Planning Your Trip

The logistics of bareboat sailing charters require a lot of planning. A seat-of-the-pants kind of experience may be thrilling, but it may not be safe for you and your crew. You should get charts and cruising guides for the area in which you plan to sail. Once you have a plan, meet with your crew and go over all the things that need their input and what they need to know about safety.

Your initial choice of a cruising location will make things significantly easier from a planning and a sailing perspective. The Bahamas and Virgin Islands are great places to do a bareboat charter especially if you are new at it. You can easily get charts and guides for those areas.

Most bareboat charterers follow this kind of itinerary.
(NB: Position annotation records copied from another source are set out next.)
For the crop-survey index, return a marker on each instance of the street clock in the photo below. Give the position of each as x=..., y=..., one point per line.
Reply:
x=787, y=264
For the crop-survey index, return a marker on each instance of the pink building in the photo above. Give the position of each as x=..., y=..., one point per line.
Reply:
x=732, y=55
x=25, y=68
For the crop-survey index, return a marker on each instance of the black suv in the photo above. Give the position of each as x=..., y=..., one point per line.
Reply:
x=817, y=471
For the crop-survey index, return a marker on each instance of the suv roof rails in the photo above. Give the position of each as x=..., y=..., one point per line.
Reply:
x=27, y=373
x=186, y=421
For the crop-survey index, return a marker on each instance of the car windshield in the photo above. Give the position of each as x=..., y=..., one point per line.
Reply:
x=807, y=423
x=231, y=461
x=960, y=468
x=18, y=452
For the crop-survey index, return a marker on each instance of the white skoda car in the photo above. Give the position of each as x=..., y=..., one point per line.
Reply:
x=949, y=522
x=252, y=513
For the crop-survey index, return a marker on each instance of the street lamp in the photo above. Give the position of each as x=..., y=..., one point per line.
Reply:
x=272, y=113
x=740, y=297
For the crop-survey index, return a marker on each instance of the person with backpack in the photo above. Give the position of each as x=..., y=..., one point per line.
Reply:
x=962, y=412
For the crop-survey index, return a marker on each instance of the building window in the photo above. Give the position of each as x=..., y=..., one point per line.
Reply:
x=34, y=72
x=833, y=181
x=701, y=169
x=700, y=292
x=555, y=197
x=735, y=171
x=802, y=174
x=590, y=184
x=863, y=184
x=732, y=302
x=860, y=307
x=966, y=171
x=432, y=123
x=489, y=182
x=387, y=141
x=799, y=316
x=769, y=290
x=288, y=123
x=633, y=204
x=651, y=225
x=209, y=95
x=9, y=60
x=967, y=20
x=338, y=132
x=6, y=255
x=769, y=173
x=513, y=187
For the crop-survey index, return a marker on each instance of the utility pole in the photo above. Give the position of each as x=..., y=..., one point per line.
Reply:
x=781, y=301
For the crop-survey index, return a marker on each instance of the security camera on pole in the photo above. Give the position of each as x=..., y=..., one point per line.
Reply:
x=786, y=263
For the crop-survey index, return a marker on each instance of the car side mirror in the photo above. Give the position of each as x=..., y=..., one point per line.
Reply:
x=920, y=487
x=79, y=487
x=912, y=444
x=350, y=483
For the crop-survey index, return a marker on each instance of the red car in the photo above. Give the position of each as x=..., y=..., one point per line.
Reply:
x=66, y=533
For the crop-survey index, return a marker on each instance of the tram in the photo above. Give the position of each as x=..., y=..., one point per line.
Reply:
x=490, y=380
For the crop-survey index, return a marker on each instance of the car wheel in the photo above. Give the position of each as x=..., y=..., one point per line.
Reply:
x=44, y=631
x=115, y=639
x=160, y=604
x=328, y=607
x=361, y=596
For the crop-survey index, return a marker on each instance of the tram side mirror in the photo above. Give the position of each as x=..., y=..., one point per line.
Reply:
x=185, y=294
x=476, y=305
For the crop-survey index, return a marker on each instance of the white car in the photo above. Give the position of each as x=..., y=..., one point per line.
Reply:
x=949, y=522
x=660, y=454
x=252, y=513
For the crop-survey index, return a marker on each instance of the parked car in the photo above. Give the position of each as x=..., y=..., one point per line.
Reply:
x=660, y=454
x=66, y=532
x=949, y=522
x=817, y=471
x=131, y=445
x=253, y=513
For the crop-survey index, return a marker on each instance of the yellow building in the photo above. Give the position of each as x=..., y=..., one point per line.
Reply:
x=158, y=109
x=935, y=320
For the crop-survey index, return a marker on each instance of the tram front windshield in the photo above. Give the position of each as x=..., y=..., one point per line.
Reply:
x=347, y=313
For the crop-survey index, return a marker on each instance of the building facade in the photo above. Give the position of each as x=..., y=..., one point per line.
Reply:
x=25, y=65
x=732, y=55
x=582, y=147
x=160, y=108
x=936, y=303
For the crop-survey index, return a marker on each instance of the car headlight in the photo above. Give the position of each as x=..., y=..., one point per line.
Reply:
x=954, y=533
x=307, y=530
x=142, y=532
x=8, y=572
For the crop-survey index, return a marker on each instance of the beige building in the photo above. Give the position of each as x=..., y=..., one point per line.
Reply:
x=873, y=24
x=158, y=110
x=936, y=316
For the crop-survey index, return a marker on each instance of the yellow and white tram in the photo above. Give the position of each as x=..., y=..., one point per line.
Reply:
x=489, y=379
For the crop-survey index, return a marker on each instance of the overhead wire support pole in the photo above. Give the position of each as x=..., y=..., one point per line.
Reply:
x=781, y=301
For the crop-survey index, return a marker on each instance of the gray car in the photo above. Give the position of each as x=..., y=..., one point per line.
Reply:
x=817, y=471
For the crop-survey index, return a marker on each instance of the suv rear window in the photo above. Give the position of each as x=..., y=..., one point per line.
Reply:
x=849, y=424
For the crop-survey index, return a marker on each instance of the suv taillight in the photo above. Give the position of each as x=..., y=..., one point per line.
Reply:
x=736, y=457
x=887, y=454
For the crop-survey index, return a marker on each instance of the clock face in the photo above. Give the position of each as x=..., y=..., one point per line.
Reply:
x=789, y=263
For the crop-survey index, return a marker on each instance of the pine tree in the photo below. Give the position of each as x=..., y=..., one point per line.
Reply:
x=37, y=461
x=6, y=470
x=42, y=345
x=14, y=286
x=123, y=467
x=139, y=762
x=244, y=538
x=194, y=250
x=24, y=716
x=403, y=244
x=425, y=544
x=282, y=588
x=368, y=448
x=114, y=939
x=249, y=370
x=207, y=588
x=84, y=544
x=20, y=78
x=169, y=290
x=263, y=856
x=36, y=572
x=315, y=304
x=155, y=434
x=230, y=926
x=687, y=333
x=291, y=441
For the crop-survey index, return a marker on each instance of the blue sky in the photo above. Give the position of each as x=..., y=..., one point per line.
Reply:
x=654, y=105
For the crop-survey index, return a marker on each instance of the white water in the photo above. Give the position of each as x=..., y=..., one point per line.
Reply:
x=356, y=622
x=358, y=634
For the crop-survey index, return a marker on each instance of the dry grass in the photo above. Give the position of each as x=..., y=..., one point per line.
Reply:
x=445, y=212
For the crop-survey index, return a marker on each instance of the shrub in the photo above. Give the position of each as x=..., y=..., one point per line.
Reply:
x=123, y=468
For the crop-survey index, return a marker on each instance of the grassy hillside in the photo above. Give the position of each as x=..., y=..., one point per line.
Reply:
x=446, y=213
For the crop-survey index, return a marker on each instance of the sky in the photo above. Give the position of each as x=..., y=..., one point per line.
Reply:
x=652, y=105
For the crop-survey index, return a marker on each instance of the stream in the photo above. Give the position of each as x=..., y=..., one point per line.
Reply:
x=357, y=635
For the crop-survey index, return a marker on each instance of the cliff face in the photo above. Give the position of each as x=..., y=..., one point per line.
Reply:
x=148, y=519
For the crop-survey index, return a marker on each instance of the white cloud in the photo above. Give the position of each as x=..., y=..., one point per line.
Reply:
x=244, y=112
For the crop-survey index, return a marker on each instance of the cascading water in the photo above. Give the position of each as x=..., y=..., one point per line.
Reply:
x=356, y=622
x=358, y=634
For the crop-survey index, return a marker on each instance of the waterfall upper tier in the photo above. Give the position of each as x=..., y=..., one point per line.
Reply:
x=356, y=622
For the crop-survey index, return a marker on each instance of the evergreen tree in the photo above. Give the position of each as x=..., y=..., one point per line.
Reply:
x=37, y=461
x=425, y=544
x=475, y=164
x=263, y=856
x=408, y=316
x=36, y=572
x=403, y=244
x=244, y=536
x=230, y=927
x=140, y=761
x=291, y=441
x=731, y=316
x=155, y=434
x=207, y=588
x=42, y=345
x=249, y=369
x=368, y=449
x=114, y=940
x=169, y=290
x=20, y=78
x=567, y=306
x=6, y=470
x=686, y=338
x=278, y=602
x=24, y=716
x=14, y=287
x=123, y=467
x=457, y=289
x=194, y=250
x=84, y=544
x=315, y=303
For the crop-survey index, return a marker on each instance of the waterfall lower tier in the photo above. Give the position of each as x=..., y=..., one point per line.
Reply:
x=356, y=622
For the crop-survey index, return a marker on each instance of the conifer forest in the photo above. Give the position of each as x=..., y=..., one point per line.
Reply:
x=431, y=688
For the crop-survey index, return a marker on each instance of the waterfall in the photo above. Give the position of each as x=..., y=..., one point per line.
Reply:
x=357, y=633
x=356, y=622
Sail from the location of the boat to your first overnight anchorage on the first day of your trip. Some charterers stay in the boat in the marina where they pick the boat up the first night. Either way, the point is that you need enough daylight to sail from one overnight anchorage to the next. The cruising guides will tell you about the good and the bad of most of the possible anchorages. A good sailing speed to assume is about 6-8 knots. You can achieve that kind of speed with good wind, motoring or both. With that speed, take the charts and estimate the anchorages that can be reached in about four hours. Plot your whole trip out on a chart using this procedure. You may want to take longer or shorter daily sails. That may be decided for you by choosing anchorages that have more appeal to you. For example, there may be a good restaurant at an anchorage that you want to go to. That kind of information can be found in a cruising guide.

You should tell your crew about when to wear a life jacket, about man overboard procedures and other safety issues. Tell them about these things before you leave for your trip. Do some hands on drills once you’re on the boat before you leave the marina. As captain, you are responsible for the crew’s safety.

Depending on where you will be sailing, you have three choices and several combinations of those choices for provisioning the boat. You can bring your provisions, you can buy them when you get to the boat and you can have the charter company provide them.

Taking your own provisions is probably a good idea if you are driving to where you will pick up your boat and you expect the prices for food there to be high. Otherwise, this is probably not a good idea.

Buying your food once you get to your boat is usually the least expensive way to provision your boat. You have to refer to a cruising guide or ask the charter company to find out if there is a grocery store within a reasonable distance of your boat. You should prepare a menu for the trip before you leave home and make a grocery list from that.

Your charter company will most likely give you the option of having them provide all or part of your food. It is usually a little more expensive to have this service provided. If they do offer this service, information about its cost and what they provide will be on their website.

If the boat does not have some sort of icemaker, you will need to find out where you can get ice, fuel and possibly water on your itinerary. That is also information you may find in a cruising guide.

Cruising guides will sometimes give you all sorts of useful tips. They may tell you where to anchor in a particular harbor or what path to take going into a harbor at different tides.